| HN Mirror

Y	Hacker News new \| ask \| show \| jobs

by derefr 2247 days ago

> monstrous, complicated, stateful streams feature

It's two data structures (which were already in Redis for other reasons!), and an automatic sequential identifier. Everything else that's "stateful" about it is client-side state—the server is still just a data-structure server. A Redis stream is basically just a Redis sorted set that's coherent in the face of clients trying to consume it paginated as other clients insert into the middle of it.

Also, the code is in one file (https://github.com/antirez/redis/blob/unstable/src/t_stream.... ); that file is ~3KLOC. It's just another Redis Module, isolated into its own set of functions with no impact on the codebase as a whole. It's just one that's so widely applicable, to so many use-cases that people were already using Redis for (through Sidekiq/Resque/etc) that it makes sense to ship this particular module with Redis itself.

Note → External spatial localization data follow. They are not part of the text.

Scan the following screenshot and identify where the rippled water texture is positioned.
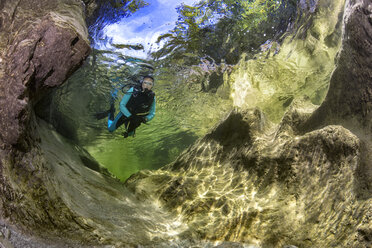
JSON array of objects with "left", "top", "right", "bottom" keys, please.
[{"left": 36, "top": 0, "right": 342, "bottom": 182}]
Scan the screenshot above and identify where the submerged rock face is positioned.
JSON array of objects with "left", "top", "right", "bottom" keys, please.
[
  {"left": 0, "top": 0, "right": 90, "bottom": 145},
  {"left": 228, "top": 0, "right": 345, "bottom": 122},
  {"left": 0, "top": 0, "right": 91, "bottom": 243}
]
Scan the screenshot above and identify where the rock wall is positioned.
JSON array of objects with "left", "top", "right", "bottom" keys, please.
[
  {"left": 0, "top": 0, "right": 90, "bottom": 145},
  {"left": 0, "top": 0, "right": 92, "bottom": 243}
]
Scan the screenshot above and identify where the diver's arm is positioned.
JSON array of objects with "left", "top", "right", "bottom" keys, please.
[
  {"left": 119, "top": 87, "right": 133, "bottom": 117},
  {"left": 145, "top": 97, "right": 156, "bottom": 121}
]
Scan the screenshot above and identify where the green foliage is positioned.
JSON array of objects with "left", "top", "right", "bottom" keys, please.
[
  {"left": 152, "top": 0, "right": 297, "bottom": 65},
  {"left": 112, "top": 43, "right": 144, "bottom": 50},
  {"left": 126, "top": 0, "right": 148, "bottom": 12},
  {"left": 108, "top": 0, "right": 148, "bottom": 10},
  {"left": 240, "top": 0, "right": 281, "bottom": 28}
]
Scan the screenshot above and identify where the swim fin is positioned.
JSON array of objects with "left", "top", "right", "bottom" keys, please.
[
  {"left": 95, "top": 103, "right": 115, "bottom": 120},
  {"left": 94, "top": 110, "right": 110, "bottom": 120}
]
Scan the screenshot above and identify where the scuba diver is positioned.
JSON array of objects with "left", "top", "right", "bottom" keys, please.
[{"left": 95, "top": 75, "right": 156, "bottom": 138}]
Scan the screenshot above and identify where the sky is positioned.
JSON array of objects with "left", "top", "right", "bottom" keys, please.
[{"left": 104, "top": 0, "right": 201, "bottom": 59}]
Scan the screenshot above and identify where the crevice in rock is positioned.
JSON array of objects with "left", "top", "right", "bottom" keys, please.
[
  {"left": 71, "top": 36, "right": 79, "bottom": 47},
  {"left": 10, "top": 0, "right": 21, "bottom": 23}
]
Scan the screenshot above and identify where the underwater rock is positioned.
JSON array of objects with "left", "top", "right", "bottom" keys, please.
[
  {"left": 301, "top": 0, "right": 372, "bottom": 206},
  {"left": 0, "top": 0, "right": 90, "bottom": 146},
  {"left": 127, "top": 107, "right": 370, "bottom": 247},
  {"left": 0, "top": 0, "right": 92, "bottom": 244}
]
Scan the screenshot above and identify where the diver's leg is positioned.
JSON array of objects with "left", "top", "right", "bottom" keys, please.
[
  {"left": 108, "top": 102, "right": 115, "bottom": 121},
  {"left": 94, "top": 110, "right": 110, "bottom": 120},
  {"left": 94, "top": 102, "right": 115, "bottom": 121},
  {"left": 126, "top": 117, "right": 142, "bottom": 137},
  {"left": 126, "top": 120, "right": 141, "bottom": 133},
  {"left": 108, "top": 112, "right": 124, "bottom": 132},
  {"left": 115, "top": 114, "right": 128, "bottom": 130},
  {"left": 122, "top": 116, "right": 142, "bottom": 138}
]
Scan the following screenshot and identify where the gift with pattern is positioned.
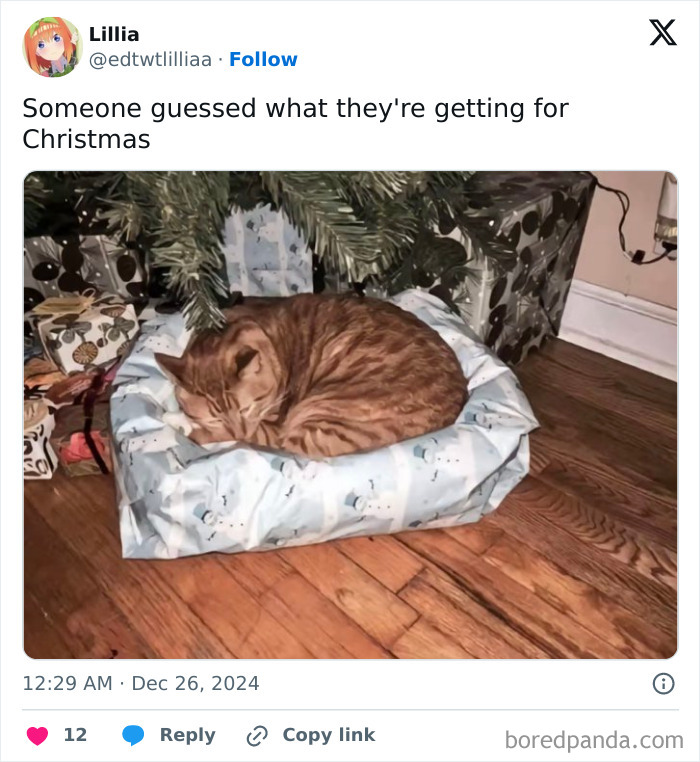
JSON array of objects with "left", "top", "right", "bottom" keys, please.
[
  {"left": 33, "top": 294, "right": 139, "bottom": 374},
  {"left": 383, "top": 171, "right": 596, "bottom": 364},
  {"left": 221, "top": 204, "right": 314, "bottom": 297},
  {"left": 24, "top": 314, "right": 45, "bottom": 363},
  {"left": 24, "top": 171, "right": 595, "bottom": 351},
  {"left": 24, "top": 235, "right": 146, "bottom": 311},
  {"left": 24, "top": 399, "right": 58, "bottom": 480}
]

Would you get upset about bloat if Postgres upstreamed a highly-popular extension? It already has nine or ten installed by default, and a few more sitting in contrib/. But, of course, even upstreamed, none of those extensions are enabled by default, adding runtime overhead to your DB; you have to ask for them, just as if you were installing a third-party extension. Same here: if you don't use the Streams module, there's no overhead to its existence in the Redis codebase.

> do people really expose Redis on the internet??

Cloud DBaaS providers expose Redis instances "over the Internet", in the sense that they're in the same AZ but not within your VPC. To the extent that you can wireshark a data-center's virtual SDN, they need to encrypt this traffic.

Even PaaS providers do things this way, since they usually lean on third-party DBaaS providers. E.g. all of the Redis services you can attach to a Heroku app are consumed "over the Internet."

If you're using Redis through an IaaS provider's offering (e.g. AWS ElastiCache, Google Cloud Memorystore) then you get the benefit of them being able to spawn an instance "outside" your project/VPC (i.e. having it be managed by them), but have it nevertheless routed to an IP address inside your VPC. That might be enough security for you, if you don't have any legal requirements saying otherwise. For some people, it's not, and they need TLS on top anyway.

> cluster stuff

Have you looked at how it's done? It's just ease-of-use tooling around the obvious thing to do to scale Redis: partitioning the keyspace onto distinct Redis instances, and then routing requests to partitions based on the key. It's not like Redis has suddenly become a multi-master consensus system like Zookeeper; the router logic isn't even in the server codebase!